Morales' attorney Susan Tipograph was accused of assisting in the escape of Morales. Prosecutors filed affidavits that implied she had given Morales wire cutters which he used in the escape, smuggled in by being taped to her thigh under her skirt. She denied any link and has never been formally charged. New York City Department of Correction Commissioner William J. Ciuros Jr. and fifteen others were fired shortly after the escape.

==Life as a fugitive==
Morales fled to Mexico where he remained in hiding. In 1983, following a wiretap, the FBI notified Mexican authorities that he was living in Puebla. During the attempt to arrest him a shootout took place; two of Morales' associates and a policeman were killed. Despite Morales' capture and his sentence for 12 years in prison for the killing of the policeman, US extradition requests were refused and in 1988 he was eventually released and allowed to emigrate to Cuba, much to US anger.

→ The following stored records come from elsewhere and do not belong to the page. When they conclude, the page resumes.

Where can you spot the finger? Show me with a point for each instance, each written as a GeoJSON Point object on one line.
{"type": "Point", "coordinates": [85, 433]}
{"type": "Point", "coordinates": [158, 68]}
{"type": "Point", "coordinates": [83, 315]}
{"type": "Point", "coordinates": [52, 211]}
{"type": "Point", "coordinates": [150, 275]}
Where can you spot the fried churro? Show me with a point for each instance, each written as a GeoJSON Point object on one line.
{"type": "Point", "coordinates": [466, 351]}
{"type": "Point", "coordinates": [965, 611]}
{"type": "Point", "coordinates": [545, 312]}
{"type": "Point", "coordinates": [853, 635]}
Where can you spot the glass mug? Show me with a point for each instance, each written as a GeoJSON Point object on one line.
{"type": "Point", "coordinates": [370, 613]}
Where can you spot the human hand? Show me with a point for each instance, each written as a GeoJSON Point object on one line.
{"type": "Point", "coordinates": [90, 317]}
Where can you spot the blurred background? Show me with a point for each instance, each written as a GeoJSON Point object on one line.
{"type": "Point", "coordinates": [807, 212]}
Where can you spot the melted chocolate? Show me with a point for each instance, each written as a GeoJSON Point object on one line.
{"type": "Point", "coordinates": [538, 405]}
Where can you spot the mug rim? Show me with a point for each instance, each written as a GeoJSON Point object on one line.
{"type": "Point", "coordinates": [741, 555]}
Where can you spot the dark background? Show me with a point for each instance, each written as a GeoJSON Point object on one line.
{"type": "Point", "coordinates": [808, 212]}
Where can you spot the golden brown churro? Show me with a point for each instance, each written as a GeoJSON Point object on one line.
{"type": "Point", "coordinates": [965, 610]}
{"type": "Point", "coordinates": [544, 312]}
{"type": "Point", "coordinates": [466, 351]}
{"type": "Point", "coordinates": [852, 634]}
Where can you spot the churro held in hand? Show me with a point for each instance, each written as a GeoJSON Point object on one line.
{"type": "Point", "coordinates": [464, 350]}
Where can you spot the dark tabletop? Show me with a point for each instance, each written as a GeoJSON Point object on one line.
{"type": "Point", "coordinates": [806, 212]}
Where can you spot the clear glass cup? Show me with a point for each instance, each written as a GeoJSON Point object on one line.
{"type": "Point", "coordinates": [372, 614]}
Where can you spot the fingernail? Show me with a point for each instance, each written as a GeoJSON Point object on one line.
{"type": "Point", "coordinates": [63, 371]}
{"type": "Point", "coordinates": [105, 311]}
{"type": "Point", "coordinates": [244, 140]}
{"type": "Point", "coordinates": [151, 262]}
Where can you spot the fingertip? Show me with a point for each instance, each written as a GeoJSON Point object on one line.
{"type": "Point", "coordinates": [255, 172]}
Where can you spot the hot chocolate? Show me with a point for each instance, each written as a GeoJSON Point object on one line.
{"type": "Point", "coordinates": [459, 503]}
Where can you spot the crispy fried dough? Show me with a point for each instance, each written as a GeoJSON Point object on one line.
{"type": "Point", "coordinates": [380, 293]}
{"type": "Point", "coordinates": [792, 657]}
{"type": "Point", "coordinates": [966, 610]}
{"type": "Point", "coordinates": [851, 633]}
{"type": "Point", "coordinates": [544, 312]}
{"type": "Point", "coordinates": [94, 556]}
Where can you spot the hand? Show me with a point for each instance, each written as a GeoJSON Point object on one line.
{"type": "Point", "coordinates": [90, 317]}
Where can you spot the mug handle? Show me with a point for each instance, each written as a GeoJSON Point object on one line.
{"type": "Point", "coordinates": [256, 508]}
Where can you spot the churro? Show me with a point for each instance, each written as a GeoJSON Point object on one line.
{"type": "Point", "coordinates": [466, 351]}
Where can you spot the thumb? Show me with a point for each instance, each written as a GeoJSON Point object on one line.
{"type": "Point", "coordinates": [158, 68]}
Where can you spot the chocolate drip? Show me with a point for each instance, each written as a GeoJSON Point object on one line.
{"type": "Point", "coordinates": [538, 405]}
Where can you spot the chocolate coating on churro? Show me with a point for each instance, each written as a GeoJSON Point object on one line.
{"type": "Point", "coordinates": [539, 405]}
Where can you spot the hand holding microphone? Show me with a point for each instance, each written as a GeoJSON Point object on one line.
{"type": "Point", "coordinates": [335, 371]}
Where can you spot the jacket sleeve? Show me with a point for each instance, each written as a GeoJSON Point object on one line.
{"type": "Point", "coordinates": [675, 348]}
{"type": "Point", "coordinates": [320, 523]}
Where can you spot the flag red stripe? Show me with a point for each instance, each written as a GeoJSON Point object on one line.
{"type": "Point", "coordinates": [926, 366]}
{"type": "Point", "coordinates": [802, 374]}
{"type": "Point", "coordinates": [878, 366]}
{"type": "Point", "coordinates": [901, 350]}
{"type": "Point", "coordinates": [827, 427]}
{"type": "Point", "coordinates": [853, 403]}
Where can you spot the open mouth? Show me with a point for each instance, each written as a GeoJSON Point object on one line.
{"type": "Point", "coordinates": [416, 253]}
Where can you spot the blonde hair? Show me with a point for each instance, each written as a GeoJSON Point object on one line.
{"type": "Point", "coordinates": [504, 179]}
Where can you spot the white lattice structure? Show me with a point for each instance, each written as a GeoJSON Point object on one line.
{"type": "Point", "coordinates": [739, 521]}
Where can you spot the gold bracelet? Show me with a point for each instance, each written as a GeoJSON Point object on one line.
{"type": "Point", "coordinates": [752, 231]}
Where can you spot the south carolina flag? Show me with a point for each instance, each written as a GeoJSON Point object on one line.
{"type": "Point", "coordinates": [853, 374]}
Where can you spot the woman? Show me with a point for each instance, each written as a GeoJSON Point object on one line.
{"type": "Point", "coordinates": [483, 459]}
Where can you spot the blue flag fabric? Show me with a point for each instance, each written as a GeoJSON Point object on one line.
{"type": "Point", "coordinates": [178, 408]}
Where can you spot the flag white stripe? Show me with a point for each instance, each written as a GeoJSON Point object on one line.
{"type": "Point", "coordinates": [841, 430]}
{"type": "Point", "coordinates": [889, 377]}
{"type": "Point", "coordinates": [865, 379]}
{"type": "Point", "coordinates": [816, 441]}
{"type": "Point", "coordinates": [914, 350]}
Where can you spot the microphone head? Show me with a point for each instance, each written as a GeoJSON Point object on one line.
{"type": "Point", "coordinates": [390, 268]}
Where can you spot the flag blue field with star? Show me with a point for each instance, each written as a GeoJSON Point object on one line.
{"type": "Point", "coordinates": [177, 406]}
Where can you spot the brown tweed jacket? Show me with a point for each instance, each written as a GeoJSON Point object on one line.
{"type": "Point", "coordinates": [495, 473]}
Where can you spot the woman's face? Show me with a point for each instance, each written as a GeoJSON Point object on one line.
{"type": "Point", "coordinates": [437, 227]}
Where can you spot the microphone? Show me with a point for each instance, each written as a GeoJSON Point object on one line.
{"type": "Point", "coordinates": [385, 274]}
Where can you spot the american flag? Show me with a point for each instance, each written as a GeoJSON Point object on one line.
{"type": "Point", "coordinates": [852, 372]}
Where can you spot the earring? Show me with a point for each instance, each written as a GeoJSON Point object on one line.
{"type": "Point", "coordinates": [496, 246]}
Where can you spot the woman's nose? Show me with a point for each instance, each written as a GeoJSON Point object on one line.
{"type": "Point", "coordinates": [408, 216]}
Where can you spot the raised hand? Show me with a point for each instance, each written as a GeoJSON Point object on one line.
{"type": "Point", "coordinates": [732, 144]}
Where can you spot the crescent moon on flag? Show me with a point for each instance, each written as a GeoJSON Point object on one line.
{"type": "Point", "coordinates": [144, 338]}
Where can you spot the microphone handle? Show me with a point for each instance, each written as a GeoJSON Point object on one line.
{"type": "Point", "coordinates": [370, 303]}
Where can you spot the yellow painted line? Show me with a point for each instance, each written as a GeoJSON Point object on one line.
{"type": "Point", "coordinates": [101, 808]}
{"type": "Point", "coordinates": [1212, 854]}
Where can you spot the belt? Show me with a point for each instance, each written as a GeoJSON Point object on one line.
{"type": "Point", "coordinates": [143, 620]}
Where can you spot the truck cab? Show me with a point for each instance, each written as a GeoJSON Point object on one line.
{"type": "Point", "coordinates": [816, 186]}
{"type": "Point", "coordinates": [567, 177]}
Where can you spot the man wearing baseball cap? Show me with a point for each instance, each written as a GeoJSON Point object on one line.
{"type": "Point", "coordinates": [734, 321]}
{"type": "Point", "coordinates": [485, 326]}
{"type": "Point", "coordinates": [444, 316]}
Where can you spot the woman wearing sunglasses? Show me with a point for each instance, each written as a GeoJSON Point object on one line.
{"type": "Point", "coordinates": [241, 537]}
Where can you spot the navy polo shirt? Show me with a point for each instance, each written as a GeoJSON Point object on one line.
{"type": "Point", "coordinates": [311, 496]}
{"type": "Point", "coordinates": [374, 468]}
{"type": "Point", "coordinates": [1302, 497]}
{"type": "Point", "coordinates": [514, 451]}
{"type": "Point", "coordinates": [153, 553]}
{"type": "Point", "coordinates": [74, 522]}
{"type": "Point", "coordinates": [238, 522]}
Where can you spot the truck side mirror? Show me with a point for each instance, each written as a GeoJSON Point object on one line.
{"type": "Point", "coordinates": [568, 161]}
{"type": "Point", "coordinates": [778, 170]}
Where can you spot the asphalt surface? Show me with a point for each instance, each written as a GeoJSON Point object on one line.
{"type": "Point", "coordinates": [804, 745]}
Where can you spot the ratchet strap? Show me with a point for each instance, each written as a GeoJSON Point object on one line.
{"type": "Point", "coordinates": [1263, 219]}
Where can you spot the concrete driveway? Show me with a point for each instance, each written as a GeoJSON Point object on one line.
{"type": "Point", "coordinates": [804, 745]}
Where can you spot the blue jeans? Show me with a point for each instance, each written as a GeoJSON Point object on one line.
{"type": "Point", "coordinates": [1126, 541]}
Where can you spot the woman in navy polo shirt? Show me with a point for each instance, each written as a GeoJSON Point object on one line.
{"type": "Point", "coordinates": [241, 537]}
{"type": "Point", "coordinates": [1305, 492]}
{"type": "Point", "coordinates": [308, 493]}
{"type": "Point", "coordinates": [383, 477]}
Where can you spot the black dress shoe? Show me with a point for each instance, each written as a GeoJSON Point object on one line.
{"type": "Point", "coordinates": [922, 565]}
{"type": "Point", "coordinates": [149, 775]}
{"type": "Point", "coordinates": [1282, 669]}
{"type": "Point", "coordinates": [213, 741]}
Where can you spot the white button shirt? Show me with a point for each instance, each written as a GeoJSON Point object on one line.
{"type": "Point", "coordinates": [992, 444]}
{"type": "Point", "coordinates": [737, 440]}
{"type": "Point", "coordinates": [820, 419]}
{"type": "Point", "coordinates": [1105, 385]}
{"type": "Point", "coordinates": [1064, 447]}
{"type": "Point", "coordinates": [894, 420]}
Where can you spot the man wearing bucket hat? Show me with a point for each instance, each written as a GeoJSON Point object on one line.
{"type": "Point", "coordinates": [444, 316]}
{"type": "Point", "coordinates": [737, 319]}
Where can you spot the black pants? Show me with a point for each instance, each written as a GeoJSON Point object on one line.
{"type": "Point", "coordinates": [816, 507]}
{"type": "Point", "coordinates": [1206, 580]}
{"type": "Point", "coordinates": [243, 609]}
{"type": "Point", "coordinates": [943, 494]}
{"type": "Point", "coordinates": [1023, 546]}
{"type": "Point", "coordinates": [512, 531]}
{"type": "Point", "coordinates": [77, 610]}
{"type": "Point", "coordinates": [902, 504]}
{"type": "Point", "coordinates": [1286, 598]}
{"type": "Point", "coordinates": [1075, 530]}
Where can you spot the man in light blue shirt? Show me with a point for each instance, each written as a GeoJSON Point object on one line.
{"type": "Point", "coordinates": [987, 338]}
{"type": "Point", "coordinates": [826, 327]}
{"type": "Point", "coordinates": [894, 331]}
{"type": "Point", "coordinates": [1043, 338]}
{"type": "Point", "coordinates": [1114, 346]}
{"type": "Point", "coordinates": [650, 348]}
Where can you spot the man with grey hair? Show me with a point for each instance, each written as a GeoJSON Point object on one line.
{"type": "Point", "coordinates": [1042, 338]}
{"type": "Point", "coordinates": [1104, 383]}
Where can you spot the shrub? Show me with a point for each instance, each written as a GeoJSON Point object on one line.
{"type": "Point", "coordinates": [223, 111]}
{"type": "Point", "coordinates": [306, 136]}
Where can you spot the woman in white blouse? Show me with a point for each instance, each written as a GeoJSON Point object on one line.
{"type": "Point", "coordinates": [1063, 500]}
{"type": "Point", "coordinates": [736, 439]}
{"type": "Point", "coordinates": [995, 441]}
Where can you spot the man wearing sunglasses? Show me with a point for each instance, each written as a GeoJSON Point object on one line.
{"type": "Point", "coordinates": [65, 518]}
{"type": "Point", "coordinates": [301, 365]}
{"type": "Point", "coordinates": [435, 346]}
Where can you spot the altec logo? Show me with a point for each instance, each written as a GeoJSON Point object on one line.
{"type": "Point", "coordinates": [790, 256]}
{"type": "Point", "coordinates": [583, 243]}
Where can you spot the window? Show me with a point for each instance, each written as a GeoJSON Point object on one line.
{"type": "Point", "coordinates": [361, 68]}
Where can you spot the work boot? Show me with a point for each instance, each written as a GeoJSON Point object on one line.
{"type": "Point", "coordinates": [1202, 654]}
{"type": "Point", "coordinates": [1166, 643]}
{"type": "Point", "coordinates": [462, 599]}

Morales settled in Cuba in June 1988 where he was given political asylum. He has since lived quietly in Havana, marrying and starting a family. In 1997 Morales requested amnesty from the United States, however he was not included in President Bill Clinton's 1999 clemency offer to other FALN members. Following America's resumption of diplomatic relations with Cuba in 2015, it was thought that those who had settled in Cuba such as Morales and Assata Shakur might be extradited to the United States.

Morales was depicted in David Wojnarowicz's 1984 painting William Morales, Patron Saint of Prison Breaks, which features in the New York Metropolitan Museum of Art collection. A student and community center at CUNY was opened in 1989 and named after Morales and Assata Shakur. It closed in 2013.